Thursday, February 02, 2006

The thing, it shakes itself.

MT asks an important philosophical question: Does James Brown shake my thing? And suggests the following answer: "No. James Brown does not shake my thing. I shake my thing."

Murky begins by giving the appropriate credit to The Hardest Working Man in Show Business: "Indeed, while short of stature and weird of hair, Mr. Brown may be the funkiest person ever to have walked the Earth."

But then, while reflecting on some shower dancing that he had performed, MT realizes how absent Soul Brother Number 1 was from the scene: "Mr. Brown was far away, ...he and his band hadn't created or even ever performed that music with me in mind. In an important and overlooked sense, I alone was shaking my thing."

I understand MT's desire to assert his thing shaking autonomy. No matter how funky The Godfather of Soul is, no thing would be shaken if the audience, MT, were not funky as well.

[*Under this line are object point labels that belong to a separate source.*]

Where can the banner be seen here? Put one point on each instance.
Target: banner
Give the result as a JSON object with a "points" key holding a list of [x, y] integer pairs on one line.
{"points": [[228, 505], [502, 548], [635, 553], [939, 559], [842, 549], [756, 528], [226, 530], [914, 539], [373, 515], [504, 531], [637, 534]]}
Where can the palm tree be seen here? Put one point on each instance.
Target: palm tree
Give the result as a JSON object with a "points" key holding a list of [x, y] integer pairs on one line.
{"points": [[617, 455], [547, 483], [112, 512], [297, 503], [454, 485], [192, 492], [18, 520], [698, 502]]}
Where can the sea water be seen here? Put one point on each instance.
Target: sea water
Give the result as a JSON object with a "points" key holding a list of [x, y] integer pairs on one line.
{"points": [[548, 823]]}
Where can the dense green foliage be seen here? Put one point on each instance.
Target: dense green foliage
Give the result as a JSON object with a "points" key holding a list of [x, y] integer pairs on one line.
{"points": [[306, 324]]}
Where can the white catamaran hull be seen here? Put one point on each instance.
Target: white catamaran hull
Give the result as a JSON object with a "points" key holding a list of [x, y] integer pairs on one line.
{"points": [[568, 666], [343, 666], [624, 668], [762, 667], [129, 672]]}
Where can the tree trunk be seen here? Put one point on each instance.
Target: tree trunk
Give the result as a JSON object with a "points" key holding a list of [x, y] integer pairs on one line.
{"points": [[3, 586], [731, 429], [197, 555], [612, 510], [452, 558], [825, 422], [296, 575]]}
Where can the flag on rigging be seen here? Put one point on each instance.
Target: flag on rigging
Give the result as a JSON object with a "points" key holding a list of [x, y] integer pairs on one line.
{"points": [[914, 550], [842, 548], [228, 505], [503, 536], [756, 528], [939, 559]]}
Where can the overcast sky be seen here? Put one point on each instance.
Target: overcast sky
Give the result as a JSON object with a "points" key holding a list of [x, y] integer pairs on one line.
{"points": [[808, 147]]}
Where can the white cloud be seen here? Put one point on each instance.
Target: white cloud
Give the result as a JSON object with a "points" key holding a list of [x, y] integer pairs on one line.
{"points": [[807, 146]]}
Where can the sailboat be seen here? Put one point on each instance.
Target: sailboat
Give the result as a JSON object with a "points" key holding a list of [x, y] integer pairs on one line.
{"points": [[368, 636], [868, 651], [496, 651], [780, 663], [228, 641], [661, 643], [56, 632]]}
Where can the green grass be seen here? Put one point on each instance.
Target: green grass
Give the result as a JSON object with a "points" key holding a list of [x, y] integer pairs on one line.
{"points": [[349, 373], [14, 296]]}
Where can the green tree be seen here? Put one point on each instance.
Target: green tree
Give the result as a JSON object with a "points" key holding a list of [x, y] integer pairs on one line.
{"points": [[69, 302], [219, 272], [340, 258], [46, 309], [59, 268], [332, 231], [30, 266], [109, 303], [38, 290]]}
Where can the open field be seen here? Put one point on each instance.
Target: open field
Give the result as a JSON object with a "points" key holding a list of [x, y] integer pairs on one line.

Nevertheless, I must assert that neither MT nor Mr. Dynamite shake his thing. The thing shakes itself. It is simply hubris for any person to take credit the thing shaking. How can you own the thing shaking, when you do not even own yourself? The thing shakes, and for pragmatic reasons we attribute it sometimes to someone in the shower, and sometimes to the man Look Magazine in 1969 named “The Most Important Black Man in America”. We have good reasons to make these attibutions, but the deepest reality is simply that the thing shakes itself.